What If You Can’t Afford “A Room of One’s Own”? - bryanrasmussen
https://electricliterature.com/what-if-you-cant-afford-a-room-of-one-s-own-120806c0becc
======
caymanjim
> Now a new generation of writers are confronting ever lower and less reliable
> payment for articles, stingier advances for books, fewer jobs, and smaller
> royalty checks. A host of new threats to writers’ livelihoods, from internet
> piracy to the slow-motion collapse of the academic job market, means ever
> fewer writers are making a middle-class wage.

I'm not sure I buy the premise. I think there are a lot more wannabe writers
now, because anyone can publish online for free. There are far, far more
writers getting paid today than there were decades ago, when there simply
wasn't as much media in general.

I'm sure the average payment per work product has gone down, if you're
including all the new media. But do writers really get paid less for high-
quality content now? Does a bestselling book author today make less
(inflation-adjusted) than a bestselling book author did decades ago? Does a
weekly New York Times columnist make less?

The starving artist cliche is older than dirt. If an artist isn't successful,
it's usually because they're simply not good enough to attract a paying
audience. There's nothing wrong with this, and I think the only thing that's
changed is that the ease of publishing online means that everyone fancies
themselves a writer now.

------
ggm
The problem of art in a financially reductionist world feels like it's the
inherent contradiction between fierce independence of voice, coupled to
complete dependence on beneficent sources of money and living.
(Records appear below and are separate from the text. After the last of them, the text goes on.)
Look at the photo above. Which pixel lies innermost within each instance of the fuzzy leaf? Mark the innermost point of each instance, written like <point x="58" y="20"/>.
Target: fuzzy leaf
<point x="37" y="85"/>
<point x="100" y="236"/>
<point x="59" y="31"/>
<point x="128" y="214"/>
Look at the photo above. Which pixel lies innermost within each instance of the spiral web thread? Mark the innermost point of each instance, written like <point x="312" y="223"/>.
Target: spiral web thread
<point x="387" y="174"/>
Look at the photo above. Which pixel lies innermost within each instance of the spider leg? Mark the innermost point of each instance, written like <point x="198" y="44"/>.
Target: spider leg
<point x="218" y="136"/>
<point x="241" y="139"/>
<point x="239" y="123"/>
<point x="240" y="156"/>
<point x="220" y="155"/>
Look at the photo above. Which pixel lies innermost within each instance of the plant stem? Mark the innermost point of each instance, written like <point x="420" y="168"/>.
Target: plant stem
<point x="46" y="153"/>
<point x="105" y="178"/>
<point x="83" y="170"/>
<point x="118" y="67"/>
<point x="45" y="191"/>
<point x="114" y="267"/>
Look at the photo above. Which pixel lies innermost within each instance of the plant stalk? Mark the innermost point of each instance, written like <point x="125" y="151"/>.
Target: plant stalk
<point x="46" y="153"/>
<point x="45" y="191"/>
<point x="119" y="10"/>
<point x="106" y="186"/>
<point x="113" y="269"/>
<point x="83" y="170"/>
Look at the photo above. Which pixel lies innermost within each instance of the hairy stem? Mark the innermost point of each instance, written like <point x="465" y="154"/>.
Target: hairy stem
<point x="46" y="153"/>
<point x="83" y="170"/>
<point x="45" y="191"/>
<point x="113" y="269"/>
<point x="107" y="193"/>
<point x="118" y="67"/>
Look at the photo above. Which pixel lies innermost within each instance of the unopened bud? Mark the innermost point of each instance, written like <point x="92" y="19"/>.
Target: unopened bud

Either arts go
back to paid journeymen and women and patrons determine what is made and for
whom. Or art is made by the independently wealthy elite.

Traditional and tribal and folk art is embedded in communal culture. You pay
art tax to cohere knowledge and appease the gods. Art is done for the self
satisfaction of arting.

I have read several versions of 'how do I start being a writer' and a common
thread is that if you aren't writing independently of any income or benefit,
you're probably asking the wrong question. How do I live off my writing is a
better question (the one posed here) and I don't know there is an answer.